John Fordham 

Animated at long last

David Sanchez Jazz Cafe ***
  
  


David Sanchez
Jazz Cafe
***

David Sanchez is the young Puerto Rican saxophonist who started jazz life as a Dizzy Gillespie protege, an endorsement that opened plenty of doors. Unlike many horn- players of his generation, John Coltrane's sound hasn't filled his head (though on this week's evidence the late master's density of texture and whirling crescendos are preoccupying Sanchez more than they used to), and he often suggests an assured blend of Sonny Rollins's big tone and Joe Henderson's hauntingly mournful one.

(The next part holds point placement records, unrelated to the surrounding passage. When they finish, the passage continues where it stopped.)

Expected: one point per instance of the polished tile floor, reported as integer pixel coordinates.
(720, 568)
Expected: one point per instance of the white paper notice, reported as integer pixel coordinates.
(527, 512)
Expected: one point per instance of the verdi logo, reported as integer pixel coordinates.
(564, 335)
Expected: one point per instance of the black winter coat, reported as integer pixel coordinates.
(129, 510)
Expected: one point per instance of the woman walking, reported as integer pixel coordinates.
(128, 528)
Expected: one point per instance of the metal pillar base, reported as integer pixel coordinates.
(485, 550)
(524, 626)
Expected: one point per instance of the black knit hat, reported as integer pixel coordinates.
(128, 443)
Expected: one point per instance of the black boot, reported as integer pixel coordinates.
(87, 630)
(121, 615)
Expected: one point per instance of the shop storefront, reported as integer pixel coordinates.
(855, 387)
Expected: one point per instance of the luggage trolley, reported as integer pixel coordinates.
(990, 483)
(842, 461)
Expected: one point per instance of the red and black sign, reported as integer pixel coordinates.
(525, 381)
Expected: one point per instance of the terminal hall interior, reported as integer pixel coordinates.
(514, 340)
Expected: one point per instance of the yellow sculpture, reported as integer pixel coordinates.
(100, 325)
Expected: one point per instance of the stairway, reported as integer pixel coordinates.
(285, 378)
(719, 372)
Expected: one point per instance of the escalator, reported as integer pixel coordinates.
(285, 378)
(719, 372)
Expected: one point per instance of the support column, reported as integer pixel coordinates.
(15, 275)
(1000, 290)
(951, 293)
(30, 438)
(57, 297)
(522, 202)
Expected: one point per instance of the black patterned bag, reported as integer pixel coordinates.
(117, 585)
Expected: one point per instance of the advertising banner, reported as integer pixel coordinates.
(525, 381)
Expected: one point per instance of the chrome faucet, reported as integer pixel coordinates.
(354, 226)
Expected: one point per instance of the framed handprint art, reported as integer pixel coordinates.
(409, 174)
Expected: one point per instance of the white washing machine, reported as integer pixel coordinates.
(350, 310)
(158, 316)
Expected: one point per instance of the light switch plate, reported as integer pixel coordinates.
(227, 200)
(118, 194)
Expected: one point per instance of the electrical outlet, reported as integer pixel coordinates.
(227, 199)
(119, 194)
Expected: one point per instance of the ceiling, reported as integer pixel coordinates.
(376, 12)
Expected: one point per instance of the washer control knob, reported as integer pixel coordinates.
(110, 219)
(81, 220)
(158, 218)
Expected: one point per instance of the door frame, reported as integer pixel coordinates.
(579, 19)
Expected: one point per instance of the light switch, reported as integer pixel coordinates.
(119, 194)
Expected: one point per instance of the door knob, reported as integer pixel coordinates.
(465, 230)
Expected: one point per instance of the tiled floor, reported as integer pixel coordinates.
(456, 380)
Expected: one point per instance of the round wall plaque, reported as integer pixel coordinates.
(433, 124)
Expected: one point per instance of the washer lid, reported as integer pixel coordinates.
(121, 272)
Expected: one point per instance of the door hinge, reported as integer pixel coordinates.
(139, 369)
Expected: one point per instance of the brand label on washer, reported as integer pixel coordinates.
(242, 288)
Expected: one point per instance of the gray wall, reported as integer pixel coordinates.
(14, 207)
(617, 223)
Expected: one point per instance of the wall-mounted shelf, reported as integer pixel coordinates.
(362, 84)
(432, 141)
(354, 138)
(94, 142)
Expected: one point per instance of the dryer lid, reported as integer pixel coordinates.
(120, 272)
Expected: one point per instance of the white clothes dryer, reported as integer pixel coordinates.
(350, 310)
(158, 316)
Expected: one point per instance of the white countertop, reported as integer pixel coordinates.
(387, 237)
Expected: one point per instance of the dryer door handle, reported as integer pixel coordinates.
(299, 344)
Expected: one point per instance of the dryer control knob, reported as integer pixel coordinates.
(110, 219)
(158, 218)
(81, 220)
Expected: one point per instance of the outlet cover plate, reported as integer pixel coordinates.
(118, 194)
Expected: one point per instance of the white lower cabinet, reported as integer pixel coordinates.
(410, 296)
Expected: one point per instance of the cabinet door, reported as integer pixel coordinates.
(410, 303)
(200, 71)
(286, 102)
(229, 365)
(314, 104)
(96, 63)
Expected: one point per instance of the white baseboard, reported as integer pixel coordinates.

Several influential premier-league American saxophonists have passed through the UK in recent months - Joshua Redman, Michael Brecker and James Carter among them - and Sanchez shared much of Redman's and Carter's big media welcome in the 90s. Yet the Puerto Rican's playing has sometimes seemed adept but faintly characterless compared to that of his peers, as if he were just a sideman in bands he happened to be leading. But that wasn't the case tonight. Though he complained of tiredness at the end of a long tour, Sanchez sounded particularly vigorous, and his percussion-strong band worked up a considerable heat.

As with much of his work, the set was mostly rugged, blurting postbop with a Latin tinge - the latter element growing in dominance through the show. A two-sax front line gave an attractively serpentine weave and wriggle to the ensemble melodies (Sanchez's altoist Miguel Zenon also liked a staccato strut on top of the beat, an engaging contrast with the leader's fluid rhythmic waywardness), and percussionist Pernell Santurnino's church- bell chimes against bustling congas and Indian drum sounds imparted unusual textures to the undertow. Santurnino and drummer Antonio Sanchez (often abetted by a fine regular Sanchez pianist, Edsel Gomez) stoked up increasingly stormy, heaving polyrhythms in the later stages, with the horns eagerly trading call-and-response figures over them.

It was a very animated business by comparison with David Sanchez's sometimes rather statuesque earlier London gigs, and uncovered a lot more of the promise Dizzy Gillespie must have heard a decade ago.